- Interactive map of Bistro Na's

Restaurant information
- Established: late 2016
- Chef: Tian Yong
- Food type: Chinese (imperial)
- Location: 9055 Las Tunas Drive, Suite 105, Temple City, Los Angeles, California, 91780
- Coordinates: 34°6′16.94″N 118°4′20.93″W﻿ / ﻿34.1047056°N 118.0724806°W
- Website: bistronas.com

= Bistro Na's =

Chinese restaurant in Temple City, California

Bistro Na's (那家小馆) is a Chinese restaurant in Temple City, California. The restaurant specializes in Chinese imperial cuisine.

==Background==
According to LA Weekly food critic David Chan, Los Angeles County has predominated the "Chinese cuisine in the United States". However, high-end Chinese restaurants had been infrequent in the area, including short-lived ones, and "would [...] easily be found in China". Also, many food critics and "rich Chinese" of the area were unimpressed with generally Chinese restaurants, including high-end ones. Chan explained the rarity of high-end Chinese restaurants: most Chinese restaurants had set their meals to low prices, and "the ultra-expensive Chinese food in the San Gabriel Valley" had been usually "Hong Kong–style restaurants serving live seafood" usually imported from overseas.

==History==
Beijing-based restaurant group Na Jia Xiao Guan (那家小馆) has fifteen branches in China and has used recipes from the Imperial China-era. An ancestor of the group's founder was a doctor of an Imperial Court.

The group opened its first North American branch Bistro Na's at a strip mall of Temple City, California, in late 2016. The restaurant has specialized in Chinese imperial cuisine.

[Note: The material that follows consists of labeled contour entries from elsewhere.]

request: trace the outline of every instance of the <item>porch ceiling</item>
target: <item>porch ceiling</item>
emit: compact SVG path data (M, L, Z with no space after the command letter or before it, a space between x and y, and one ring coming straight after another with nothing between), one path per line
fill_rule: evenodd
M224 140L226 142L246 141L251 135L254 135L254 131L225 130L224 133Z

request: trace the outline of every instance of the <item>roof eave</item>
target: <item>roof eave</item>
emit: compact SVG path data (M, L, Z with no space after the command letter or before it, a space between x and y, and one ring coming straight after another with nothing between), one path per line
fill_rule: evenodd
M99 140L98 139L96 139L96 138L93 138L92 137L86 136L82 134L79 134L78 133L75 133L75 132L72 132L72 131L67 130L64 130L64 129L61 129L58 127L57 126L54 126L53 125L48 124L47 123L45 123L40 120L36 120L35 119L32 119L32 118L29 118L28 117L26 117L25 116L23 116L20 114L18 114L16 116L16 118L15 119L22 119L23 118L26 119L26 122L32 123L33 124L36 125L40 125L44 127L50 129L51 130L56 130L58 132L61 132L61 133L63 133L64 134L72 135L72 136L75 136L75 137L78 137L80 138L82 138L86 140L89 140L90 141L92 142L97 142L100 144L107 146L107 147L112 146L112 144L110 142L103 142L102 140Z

Its interior setting is "regal": the dining room uses red and gold colors, and there are "intricate, warm wood moldings". The restaurant also has private rooms, including ones "with big, round tables for banquet-style feasts".

One of the chefs is Tian Yong, who has had over twenty-five years of experience as of July 2021 and previously worked at the Grand Mansion Restaurant and at the 2008 Summer Olympics, both in Beijing.

==Menu==
Best-selling dishes in May 2017 were crispy shrimp (酥皮大明虾), $39 prime beef rib, $36 peppered lamb chop, and $20 Emperor's Jar soup (beef tendon, mushroom, fish maw, quail egg, and sea cucumber). The menu also offered a $35.50 two-person set, which "include[d] a tofu skin salad, crispy shrimp, baby mustard heart vegetables, Emperor's Jar Soup [...], milkfish, and fresh pear juice."

Besides crispy shrimp, the menu further includes smoke pork ribs, Na's Braised Pork Belly, Na's Steamed Chicken, Chili Tofu Skin Salad, steamed egg with tofu sticks, Na's Secret Tofu (deep-fried tofu on bok choy leaves served with dipping sauce), Cucumber and Radish Salad, Fried Mixed Mushrooms with Rice Cracker Bites, okra in seasoned dressing, Stir-fried Pea Sprouts with Mushrooms, dried shrimp with napa cabbage, steamed king crab dishes (including one Dungeness crab with pumpkin and the other crab with ginger and scallion), sea cucumber with beef tendon, braised abalone with sea cucumber, kung pao lobster, old Beijing pancakes, and noodle dishes like Beijing Zhajian Noodles. Desserts included sweet fried rice cake, Milky Cheese "pudding in a fish-shaped mold", and a "platter of mochi and cakes".

The restaurant's "high-quality ingredients" include "fresh tofu skin, American lamb chops, Canadian jumbo scallops, and South American prawns". A chef Tian Yong has intended to cook "distinct dishes" rather than dishes similarly found in "other Chinese restaurants".

==Reception==
Bistro Na's earned its Best Chinese Restaurant nomination for the 2018 Global Cuisine Awards. It lost to another Los Angeles restaurant Chengdu Taste (滋味成都).

The restaurant earned its first Michelin star in June 2019. In the same period, however, food critic Bill Addison of Los Angeles Times criticized the restaurant's "mediocre cooking", even with its "far grander setting".

In 2021, Michelin-starred California-based chefs, including Jon Yao, praised the restaurant's "best-executed Chinese food".

Until its star loss in December 2022, Bistro Na's was the only Michelin-starred Chinese restaurant in the Los Angeles area.